Everyday, it seems, the media report announcements of more job layoffs. The number of companies, both large and small, announcing cutbacks is staggering, but little is said, unfortunately, about what happens to those let go.
For those suddenly without employment, the future certainly looks grim. We often identify ourselves by what we do or where we work. In essence, we take on the characteristics of our job, and so when joblessness strikes us, or even someone very near to us, the first thing that suffers is our self-esteem.
If we have been employed for a long time at one particular task, we can only see ourselves doing that same task. Leaving a job to search for another can be a frightening undertaking, especially in uncertain economic times. Sometimes the period of unemployment can be relatively short, especially if we are trained in areas that are in demand in other industries or areas. Other times, we may go months without finding something suitable to provide income and satisfaction.
President Harold B. Lee, whose life and teachings we are studying this year in Relief Society and priesthood quorums, was all too familiar with the problems associated with people out of work. As president of the Pioneer Stake and as a Salt Lake City commissioner he was asked by Church leaders to help devise a Churchwide response to the Great Depression. The result was the Church's welfare system, whose tenets and workings formulated in the 1930s continue to this day.

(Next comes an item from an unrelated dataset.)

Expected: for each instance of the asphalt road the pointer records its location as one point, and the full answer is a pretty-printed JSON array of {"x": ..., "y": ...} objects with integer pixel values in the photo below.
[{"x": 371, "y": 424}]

"When a home is shattered because of the needs of food and shelter and clothing and fuel," he wrote, "the first thing we have to do is to build a sense of security, a sense of material well-being, before we can begin to lift the family to the plane where we can instill in them faith. That is the beginning, but unless we have the objective of what we do as to the building of faith, the mere giving of material aid fails." (Teachings of Presidents of the Church — Harold B. Lee, p. 168.)
President Lee realized that the need to work is as much a spiritual endeavor as a physical one. When work is interrupted or unavailable to us for whatever reason, our spiritual needs suffer along with our temporal ones.

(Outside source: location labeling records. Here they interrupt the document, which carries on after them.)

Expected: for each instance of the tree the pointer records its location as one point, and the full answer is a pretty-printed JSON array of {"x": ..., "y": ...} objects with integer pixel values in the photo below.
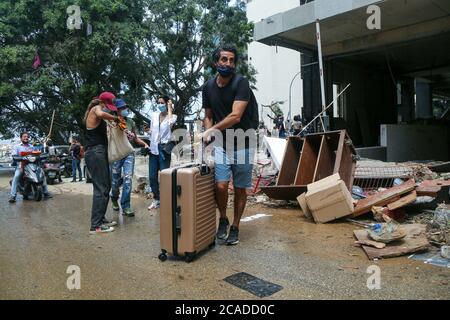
[
  {"x": 74, "y": 67},
  {"x": 137, "y": 49},
  {"x": 182, "y": 36}
]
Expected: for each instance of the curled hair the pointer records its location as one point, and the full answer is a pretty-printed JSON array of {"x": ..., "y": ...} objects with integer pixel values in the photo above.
[
  {"x": 164, "y": 97},
  {"x": 93, "y": 103}
]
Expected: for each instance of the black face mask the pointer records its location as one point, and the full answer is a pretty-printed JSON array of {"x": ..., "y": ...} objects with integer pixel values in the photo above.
[{"x": 225, "y": 71}]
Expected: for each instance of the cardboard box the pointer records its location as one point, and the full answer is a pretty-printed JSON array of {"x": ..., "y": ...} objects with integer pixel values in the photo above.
[
  {"x": 329, "y": 200},
  {"x": 302, "y": 201}
]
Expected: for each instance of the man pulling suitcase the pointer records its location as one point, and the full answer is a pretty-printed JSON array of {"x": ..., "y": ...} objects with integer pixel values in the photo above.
[{"x": 231, "y": 108}]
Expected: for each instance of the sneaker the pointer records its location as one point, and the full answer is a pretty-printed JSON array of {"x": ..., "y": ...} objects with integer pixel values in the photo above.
[
  {"x": 115, "y": 205},
  {"x": 128, "y": 212},
  {"x": 222, "y": 230},
  {"x": 101, "y": 229},
  {"x": 154, "y": 205},
  {"x": 109, "y": 223},
  {"x": 233, "y": 237}
]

The story of Joseph in the Old Testament reminds us to prepare for lean times during times of abundance, to put aside reserves to use when circumstances are rough. Pharaoh heeded Joseph's warning that seven years of plenty would be followed by seven years of famine. If we work on our own reserves when things are going well, we can weather the storms more easily.
"And it is my purpose to provide for my saints, for all things are mine. But it must needs be done in mine own way; and behold this is the way that I, the Lord, have decreed to provide for my saints, that the poor shall be exalted, in that the rich are made low. For the earth is full, and there is enough and to spare. . . ." (Doctrine and Covenants 104: 15-17.)
Church members need to continuously practice those welfare principles instilled by our leaders: Pay an honest tithe. Avoid excessive debt. Live within our means, and work continually to upgrade job skills. Learn to do many household repairs ourselves. Do routine maintenance on equipment to avoid having to replace it before its time. Store adequate food and fuel — not just for emergencies. Store what we eat, and eat what we store. These are just some of the counsel we have received over the years.
If we practice these principles, we can help ourselves during difficult times or lend a hand to assist those less fortunate.
President Lee said, "You show me a people who 'have a mind to work,' to keep out of the bondage of indebtedness, and to work unitedly together in an unselfish service to attain a great objective, and I'll show you a people who have achieved the greatest possible security in the world of men and material things." (Teachings, p. 172.)